Oui la « NDC » a encore bien marché cette année et avec Jean-Pierre Scarfone, président du club niçois où j’ai commencé la lutte, on devrait en organiser une troisième en avril. Depuis que je suis revenu en Europe, je cherche à y développer le catch, je participe à plusieurs galas (il revenait d’un gala en Autriche quelques jours avant notre rendez-vous). Il est très important pour moi de faire grandir la discipline en France, mais c’est encore difficile. On est encore obligé de faire venir des étrangers aux évènement français : à la « Nuit Du Catch 2 » il y avait des italiens par exemple. Finalement le but est de miser sur ma carrière pour faire de Nice une place forte du catch en France, mais aussi en Europe.

« Miser sur ma carrière pour faire de de Nice une place forte du catch en France »

Que penses-tu de la nouvelle génération de catcheurs en France ?

Il y en a beaucoup qui sont très motivés. Par contre la question qui se pose est celle de l’apprentissage, le développement à travers les écoles pour passer au niveau supérieur.
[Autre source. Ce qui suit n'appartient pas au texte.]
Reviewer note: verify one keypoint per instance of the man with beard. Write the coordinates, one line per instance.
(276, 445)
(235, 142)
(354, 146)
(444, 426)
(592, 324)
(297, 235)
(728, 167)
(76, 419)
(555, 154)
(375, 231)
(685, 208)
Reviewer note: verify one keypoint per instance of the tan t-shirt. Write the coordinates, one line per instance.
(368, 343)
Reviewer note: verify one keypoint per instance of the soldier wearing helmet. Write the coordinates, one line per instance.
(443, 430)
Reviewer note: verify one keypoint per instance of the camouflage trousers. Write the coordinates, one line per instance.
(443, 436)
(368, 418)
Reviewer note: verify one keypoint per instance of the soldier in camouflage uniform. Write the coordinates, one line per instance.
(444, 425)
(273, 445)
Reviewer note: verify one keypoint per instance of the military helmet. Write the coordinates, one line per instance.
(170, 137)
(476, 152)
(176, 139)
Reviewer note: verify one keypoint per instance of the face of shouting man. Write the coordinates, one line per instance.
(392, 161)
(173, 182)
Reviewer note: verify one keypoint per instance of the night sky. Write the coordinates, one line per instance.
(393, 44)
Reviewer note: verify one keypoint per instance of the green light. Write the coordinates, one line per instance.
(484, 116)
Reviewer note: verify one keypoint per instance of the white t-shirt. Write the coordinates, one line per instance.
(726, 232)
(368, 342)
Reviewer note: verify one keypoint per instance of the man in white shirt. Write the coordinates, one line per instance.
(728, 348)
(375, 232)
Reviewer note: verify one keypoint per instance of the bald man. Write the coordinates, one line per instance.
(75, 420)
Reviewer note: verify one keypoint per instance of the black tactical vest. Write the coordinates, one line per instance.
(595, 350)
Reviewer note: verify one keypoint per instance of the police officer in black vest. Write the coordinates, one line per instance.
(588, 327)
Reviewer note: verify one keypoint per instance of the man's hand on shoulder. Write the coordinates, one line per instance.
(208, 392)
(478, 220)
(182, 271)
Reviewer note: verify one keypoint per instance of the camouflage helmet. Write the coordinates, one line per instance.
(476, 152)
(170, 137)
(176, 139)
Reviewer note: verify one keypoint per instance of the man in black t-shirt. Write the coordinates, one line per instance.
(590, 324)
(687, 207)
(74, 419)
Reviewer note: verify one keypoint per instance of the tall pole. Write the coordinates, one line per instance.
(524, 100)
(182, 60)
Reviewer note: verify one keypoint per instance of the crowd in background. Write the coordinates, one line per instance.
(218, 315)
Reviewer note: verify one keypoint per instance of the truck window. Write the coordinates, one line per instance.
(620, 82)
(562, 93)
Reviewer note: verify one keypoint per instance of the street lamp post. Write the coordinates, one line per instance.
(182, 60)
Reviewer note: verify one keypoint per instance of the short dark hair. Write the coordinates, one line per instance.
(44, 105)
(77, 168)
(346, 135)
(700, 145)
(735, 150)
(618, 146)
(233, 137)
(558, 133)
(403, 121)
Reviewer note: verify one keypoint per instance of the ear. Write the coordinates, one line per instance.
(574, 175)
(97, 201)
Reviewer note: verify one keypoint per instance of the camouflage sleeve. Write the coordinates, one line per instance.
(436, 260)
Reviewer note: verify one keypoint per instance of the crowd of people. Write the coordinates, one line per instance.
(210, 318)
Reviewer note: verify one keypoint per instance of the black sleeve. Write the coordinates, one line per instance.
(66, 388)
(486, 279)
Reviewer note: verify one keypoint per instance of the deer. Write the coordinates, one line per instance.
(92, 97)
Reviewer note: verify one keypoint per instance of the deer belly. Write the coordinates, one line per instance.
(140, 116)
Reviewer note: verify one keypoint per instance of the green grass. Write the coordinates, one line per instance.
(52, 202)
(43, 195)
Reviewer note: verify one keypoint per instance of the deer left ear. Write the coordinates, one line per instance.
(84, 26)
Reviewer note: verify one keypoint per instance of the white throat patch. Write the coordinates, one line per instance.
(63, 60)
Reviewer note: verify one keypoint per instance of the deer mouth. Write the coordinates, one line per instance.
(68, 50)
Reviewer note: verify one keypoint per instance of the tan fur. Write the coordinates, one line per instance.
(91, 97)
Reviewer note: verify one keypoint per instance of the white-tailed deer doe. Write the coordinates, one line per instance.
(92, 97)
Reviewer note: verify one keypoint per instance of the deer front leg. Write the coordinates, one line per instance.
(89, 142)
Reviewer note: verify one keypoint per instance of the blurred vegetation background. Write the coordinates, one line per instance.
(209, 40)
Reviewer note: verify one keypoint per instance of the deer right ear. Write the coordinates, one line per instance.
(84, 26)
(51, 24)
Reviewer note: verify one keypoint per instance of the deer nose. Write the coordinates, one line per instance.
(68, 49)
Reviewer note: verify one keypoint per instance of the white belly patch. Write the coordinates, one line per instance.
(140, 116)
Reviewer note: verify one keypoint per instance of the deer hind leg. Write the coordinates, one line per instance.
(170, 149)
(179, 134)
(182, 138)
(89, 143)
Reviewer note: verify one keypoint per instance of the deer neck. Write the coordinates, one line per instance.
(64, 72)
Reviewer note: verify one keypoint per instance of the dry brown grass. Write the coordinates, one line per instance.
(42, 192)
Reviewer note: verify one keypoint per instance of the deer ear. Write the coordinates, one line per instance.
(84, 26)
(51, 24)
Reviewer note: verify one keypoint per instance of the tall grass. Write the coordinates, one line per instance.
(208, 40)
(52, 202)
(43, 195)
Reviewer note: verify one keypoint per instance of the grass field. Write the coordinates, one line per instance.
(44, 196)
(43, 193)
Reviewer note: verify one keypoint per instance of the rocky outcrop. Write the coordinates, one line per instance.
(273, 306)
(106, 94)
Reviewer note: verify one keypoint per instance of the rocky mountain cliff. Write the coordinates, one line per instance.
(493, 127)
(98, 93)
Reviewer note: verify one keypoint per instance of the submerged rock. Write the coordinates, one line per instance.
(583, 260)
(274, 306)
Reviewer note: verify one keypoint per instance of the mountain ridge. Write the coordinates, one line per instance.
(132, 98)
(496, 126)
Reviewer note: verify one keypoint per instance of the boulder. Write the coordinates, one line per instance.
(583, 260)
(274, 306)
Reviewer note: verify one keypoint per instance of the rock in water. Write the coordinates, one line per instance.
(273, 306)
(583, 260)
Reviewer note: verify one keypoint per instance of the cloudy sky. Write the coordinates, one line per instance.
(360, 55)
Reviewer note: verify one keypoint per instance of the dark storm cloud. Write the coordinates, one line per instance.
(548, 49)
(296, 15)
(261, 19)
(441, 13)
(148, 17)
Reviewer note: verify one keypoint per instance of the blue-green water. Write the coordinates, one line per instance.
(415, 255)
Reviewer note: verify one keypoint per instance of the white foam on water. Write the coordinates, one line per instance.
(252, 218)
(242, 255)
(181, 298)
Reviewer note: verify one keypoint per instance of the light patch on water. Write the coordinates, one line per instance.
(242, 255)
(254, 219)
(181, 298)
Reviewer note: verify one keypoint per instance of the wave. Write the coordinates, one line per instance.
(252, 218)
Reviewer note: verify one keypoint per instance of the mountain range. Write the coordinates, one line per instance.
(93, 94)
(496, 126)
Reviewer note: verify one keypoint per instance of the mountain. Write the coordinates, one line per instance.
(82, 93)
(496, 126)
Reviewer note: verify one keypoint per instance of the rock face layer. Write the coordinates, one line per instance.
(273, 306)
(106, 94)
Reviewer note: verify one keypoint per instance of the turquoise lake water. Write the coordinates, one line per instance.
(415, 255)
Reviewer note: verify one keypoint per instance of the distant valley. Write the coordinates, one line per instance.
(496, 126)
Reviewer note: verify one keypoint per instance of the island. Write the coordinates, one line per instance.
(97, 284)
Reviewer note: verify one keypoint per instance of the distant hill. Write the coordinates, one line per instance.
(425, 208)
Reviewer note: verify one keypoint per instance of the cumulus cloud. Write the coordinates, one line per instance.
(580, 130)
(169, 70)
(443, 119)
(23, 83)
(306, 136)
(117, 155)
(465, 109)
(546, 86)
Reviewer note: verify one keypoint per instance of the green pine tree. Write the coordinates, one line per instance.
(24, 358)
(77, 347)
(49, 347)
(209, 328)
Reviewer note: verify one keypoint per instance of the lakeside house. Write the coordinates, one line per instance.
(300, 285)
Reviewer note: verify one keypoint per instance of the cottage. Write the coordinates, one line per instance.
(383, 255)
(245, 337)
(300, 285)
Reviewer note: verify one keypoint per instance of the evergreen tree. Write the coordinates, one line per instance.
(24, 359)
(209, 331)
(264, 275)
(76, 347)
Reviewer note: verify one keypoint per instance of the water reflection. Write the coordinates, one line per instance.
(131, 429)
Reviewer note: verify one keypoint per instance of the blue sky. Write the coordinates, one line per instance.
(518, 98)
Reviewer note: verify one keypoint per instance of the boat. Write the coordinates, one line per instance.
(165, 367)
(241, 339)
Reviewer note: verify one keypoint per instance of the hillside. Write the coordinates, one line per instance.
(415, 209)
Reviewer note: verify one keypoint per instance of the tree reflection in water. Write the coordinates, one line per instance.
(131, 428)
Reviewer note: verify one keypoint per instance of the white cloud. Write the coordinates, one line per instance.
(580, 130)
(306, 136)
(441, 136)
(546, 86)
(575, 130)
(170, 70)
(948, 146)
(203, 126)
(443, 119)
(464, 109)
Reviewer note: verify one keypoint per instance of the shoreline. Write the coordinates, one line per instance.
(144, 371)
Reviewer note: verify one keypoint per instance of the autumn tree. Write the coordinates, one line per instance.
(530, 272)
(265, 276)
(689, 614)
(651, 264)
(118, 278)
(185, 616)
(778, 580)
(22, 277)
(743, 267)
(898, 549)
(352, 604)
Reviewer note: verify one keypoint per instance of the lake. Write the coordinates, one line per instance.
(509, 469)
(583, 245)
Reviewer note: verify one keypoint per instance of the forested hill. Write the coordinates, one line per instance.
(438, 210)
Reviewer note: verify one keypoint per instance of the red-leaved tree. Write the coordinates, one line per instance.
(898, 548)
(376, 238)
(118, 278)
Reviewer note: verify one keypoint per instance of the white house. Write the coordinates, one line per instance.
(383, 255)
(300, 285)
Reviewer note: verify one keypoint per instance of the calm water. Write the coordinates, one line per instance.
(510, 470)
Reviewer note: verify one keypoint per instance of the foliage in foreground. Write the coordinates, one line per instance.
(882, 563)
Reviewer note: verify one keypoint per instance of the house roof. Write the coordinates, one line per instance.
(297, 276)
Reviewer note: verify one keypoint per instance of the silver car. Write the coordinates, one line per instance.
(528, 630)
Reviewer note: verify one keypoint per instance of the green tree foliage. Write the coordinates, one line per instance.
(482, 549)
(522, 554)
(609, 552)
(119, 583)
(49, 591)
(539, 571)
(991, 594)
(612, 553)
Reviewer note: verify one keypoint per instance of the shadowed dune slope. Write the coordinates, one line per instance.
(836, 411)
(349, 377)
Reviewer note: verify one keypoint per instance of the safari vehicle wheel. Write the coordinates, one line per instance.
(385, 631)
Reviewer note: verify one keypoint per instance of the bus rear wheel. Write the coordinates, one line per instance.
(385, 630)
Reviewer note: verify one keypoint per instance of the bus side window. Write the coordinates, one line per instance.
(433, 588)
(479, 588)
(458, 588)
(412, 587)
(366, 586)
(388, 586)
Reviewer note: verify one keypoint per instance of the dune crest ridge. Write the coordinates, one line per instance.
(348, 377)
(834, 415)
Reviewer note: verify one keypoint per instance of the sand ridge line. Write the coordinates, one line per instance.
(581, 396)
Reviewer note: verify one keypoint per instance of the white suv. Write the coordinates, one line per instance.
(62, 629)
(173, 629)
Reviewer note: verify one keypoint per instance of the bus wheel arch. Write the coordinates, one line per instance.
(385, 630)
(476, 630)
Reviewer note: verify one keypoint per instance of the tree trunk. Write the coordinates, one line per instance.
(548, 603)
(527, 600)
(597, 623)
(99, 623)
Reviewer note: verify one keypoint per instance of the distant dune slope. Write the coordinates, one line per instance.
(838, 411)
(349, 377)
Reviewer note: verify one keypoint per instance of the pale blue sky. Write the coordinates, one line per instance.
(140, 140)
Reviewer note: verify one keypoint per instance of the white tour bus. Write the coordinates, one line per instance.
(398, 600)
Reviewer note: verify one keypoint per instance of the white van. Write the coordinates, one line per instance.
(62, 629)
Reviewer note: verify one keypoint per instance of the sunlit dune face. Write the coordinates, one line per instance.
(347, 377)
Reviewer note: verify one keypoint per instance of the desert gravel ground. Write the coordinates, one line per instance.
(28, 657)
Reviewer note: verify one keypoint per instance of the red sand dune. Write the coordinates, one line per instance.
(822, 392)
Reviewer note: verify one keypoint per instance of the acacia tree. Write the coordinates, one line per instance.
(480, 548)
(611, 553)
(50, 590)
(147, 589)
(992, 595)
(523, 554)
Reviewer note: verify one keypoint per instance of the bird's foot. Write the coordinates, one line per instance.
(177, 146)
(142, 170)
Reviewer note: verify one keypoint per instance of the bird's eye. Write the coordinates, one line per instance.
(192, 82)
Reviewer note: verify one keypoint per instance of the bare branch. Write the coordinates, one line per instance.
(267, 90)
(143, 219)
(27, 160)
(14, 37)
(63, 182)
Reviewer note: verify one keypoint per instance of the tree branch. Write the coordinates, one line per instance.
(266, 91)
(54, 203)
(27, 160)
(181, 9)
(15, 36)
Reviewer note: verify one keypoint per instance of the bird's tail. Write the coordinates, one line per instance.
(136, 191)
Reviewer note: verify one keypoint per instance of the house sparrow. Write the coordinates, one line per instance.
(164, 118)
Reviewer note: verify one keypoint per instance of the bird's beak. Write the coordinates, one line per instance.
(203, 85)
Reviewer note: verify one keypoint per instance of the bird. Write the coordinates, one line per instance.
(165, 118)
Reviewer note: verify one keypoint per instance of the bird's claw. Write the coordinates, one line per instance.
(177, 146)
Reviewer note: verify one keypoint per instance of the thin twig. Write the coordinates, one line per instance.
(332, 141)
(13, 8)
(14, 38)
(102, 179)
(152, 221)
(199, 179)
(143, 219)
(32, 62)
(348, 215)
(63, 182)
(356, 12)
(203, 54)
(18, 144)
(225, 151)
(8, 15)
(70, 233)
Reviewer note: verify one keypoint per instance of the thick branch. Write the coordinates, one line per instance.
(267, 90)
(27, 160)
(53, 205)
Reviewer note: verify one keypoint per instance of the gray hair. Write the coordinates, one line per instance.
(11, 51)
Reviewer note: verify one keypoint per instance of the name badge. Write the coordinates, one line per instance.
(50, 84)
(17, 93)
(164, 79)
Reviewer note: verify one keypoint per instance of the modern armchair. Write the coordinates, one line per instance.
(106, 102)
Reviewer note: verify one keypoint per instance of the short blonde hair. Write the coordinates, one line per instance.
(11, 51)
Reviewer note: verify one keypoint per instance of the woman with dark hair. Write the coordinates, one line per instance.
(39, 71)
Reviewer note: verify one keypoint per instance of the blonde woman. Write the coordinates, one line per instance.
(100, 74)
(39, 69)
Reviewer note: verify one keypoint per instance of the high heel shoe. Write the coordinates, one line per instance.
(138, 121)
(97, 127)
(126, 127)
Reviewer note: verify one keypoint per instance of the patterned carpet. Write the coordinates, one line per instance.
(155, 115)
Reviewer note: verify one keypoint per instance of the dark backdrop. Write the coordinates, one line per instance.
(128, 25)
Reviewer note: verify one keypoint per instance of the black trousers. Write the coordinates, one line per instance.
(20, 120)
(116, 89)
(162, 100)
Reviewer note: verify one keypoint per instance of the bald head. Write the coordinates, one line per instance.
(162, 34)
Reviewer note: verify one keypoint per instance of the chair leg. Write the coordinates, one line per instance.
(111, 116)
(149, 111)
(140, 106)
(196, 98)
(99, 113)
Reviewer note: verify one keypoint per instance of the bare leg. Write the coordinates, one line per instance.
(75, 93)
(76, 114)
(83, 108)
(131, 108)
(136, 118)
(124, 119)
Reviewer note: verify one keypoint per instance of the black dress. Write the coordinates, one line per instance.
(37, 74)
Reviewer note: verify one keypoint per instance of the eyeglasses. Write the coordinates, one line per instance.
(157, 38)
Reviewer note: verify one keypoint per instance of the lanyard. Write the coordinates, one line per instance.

Réussir dans le catch en France ce n’est pas facile, il y a peu de débouchés, c’est peu médiatisé… Personnellement j’ai eu la chance d’être remarqué en grande partie par la télé réalité, ça n’arrive pas à tous les catcheurs méritants.

Tu t’imagines devenir entraîneur et monter à ton tour une académie ?

J’ai déjà entrainé plusieurs fois dans ma carrière. Quand je suis en France j’organise souvent des stages, prochainement à Paris et à Béziers. Au final oui je me vois bien monter une école, sûrement ici à Nice.